DSO material can be shipped directly to customers with minimal processing.
The company says the material’s average grades of about 55.6 per cent iron align with its targeted production figures and reinforce its strategic plan to lift production and mine life at the operation.
CZR is currently sitting on a 37.5 million tonne resource grading 56 per cent iron at Robe Mesa – figures which put its product within touching distance of comparable products by steel stalwarts Rio Tinto, Fortescue Metals Group and Atlas Iron at 56.4, 56.5 and 57.5 per iron respectively.
The recently completed campaign included 94 holes for 5738m and was aimed at bolstering the project’s existing resource to the north and infill drilling the lower channel iron deposit in the southern portion of the Robe Mesa deposit.
Some of the significant intercepts include 14m at 56.3 per cent iron from 33m, 13m at 56.7 per cent iron from 35m and 20m grading 55.4 per cent iron from 41m.
CZR’s cornerstone Robe Mesa deposit sits within the prolific Robe Valley channel iron deposits and is an extension of Rio Tinto’s Mesa F deposit. The mining behemoth and its joint venture partners Mitsui and Nippon Steel have been mining the channel iron deposits since the 1970s.
The activity and lucrative characteristics of the iron products on offer invited CZR to pick up ground in the area and home in on the zones near surface mineralisation.
CZR has been targeting the northern extension of Rio Tinto’s neighbouring Mesa F deposit to grow its iron ore inventory ahead of an end-of-year definitive feasibility study, or “DFS”.
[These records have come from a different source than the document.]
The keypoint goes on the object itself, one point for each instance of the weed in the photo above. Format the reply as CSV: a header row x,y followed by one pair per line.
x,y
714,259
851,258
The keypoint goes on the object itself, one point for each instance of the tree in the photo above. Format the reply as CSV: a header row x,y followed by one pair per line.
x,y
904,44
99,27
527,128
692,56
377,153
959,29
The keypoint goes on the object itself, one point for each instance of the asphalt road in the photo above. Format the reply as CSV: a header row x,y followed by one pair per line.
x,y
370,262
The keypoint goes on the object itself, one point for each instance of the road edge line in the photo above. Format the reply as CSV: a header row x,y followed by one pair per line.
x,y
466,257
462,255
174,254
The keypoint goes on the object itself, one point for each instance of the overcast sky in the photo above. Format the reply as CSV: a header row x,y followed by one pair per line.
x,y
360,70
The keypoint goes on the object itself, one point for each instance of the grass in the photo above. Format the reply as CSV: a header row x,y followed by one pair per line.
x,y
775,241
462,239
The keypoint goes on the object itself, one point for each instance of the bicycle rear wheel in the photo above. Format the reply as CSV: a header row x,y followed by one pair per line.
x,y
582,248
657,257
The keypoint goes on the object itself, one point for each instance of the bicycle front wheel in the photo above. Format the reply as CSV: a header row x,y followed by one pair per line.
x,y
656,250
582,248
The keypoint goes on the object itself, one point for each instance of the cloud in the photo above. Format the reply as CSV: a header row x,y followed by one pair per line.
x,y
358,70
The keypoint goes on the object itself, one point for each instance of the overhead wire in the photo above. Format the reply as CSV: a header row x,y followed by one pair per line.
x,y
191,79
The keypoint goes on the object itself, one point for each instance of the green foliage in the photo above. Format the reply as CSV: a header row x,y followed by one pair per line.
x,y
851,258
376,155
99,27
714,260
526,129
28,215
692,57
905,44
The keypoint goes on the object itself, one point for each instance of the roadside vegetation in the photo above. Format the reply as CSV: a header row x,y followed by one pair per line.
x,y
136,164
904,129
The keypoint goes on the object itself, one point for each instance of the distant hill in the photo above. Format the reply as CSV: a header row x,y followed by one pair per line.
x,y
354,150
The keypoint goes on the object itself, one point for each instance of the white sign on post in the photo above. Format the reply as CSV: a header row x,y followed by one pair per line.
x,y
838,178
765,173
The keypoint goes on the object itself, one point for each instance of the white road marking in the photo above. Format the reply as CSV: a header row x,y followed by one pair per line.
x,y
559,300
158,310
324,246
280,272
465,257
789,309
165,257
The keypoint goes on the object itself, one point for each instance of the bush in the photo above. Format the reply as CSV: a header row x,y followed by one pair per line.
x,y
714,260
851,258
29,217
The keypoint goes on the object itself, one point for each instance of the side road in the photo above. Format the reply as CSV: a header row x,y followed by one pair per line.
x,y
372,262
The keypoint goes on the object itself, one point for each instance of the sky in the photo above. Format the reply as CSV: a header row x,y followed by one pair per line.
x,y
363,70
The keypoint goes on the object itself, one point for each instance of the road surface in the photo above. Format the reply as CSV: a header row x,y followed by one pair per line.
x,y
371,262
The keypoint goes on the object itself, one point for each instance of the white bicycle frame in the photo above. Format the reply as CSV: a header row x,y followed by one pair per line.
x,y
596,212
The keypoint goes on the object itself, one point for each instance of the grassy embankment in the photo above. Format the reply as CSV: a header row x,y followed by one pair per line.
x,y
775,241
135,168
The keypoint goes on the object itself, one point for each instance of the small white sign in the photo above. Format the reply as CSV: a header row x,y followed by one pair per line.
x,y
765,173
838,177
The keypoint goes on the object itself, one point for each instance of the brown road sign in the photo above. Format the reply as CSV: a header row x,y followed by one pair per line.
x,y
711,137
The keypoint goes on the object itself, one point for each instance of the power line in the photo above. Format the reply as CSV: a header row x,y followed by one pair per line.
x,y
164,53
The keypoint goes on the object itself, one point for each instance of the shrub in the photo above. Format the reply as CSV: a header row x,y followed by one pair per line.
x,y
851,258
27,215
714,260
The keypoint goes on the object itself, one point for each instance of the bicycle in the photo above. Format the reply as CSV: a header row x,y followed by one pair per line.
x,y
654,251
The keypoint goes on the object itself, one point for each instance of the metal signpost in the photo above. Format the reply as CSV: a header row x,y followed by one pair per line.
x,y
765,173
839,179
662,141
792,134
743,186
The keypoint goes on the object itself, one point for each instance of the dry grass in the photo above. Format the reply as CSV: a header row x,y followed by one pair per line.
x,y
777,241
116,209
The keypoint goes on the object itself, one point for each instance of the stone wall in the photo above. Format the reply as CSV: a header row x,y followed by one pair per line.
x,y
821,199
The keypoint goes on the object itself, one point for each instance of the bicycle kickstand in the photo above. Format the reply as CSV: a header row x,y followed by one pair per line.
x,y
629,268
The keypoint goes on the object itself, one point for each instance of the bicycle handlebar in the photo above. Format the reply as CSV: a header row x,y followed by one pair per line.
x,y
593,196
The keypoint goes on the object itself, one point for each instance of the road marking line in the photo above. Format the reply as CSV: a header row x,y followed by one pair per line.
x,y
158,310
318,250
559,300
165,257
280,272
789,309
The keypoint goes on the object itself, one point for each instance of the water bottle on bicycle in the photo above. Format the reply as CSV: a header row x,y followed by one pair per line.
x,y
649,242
The DFS will follow a 2020 pre-feasibility study, or “PFS” which evaluated the economics of a low-CAPEX, low-strip-ratio iron ore operation using material from the Robe Mesa iron ore deposit.
The PFS considered the costs of mining, crushing, screening, haulage and export. The study suggested it would cost about $51 million to develop the project – a figure which could be paid back in just 19 months.
According to the PFS the project could pump out 2 million tonnes of iron ore each year for five and a half years.
The company is now ramping up drilling to push the potential output to three million tonnes per annum and extend the project’s shelf life.
Management says the lower channel iron unit drilled in its latest campaign was not included in the PFS but will be included in the looming DFS.
CZR Resources’ Managing Director, Stefan Murphy said:“This first batch of assays from Robe Mesa provides strong support for our expansion plans, confirming the lower CID contains thick intersections of DSO, with the infill drilling also providing the opportunity to convert additional Resource tonnes into Reserves”.
Robe Mesa is a joint venture, with CZR holding an 85 per cent stake and 15 per cent being held by private company ZanF. The project forms part of the company’s Yarraloola iron ore project, 140km south-west of Karratha.
Robe Mesa boasts a low strip ratio of under 1:1, which translates into lower mining costs and ultimately more profitably – characteristics that CZR could readily lean on once mining at the project commences.